Audrey Gale is the author of the new release, The Human Trial. After twenty-plus years in the banking industry, Audrey pursued her master’s in fiction writing at the University of Southern California. Her first novel, a legal thriller entitled The Sausage Maker’s Daughters, was published under the name A.G.S. Johnson. Her second, The Human Trial, is the first book in a medical-thriller trilogy inspired by Gale’s own experiences with the gap between traditional medicine and approaches based on the findings of the great physicists of the 20th Century. 

Among other things, Audrey and Carter discuss writing stories as a child, navigating imposter syndrome as a new author, and the necessity of doing research in different academic/career fields for a book, even when writing fiction. At the end of their conversation, they make up a hilarious and twisted story using a sentence from Darcy Coates’s From Below.

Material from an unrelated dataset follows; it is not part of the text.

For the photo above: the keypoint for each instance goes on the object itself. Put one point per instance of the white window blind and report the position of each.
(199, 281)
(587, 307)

Episode 121 | February 15, 2024

Katherine Howe, author of A True Account: Hannah Masury’s Sojourn Amongst the Pyrates, Written by Herself, is a New York Times bestselling and award-winning historian and novelist. She is the author of several novels for adults and young adults, has edited two volumes of primary sources for Penguin Classics, and is the co-author with Anderson Cooper of the #1 New York Times bestselling books Vanderbilt and Astor. She has appeared on “Good Morning America,” “CBS This Morning,” NPR’s “Weekend Edition,” and others. 

Among other things, Katherine and Carter discuss how the Salem Witch Trials influenced her writing journey, her unique story of how she got her agent, and how she started writing novels with Anderson Cooper. At the end of their conversation, Katherine makes up a captivating story using a sentence from The Lost Weekend by Charles R. Jackson.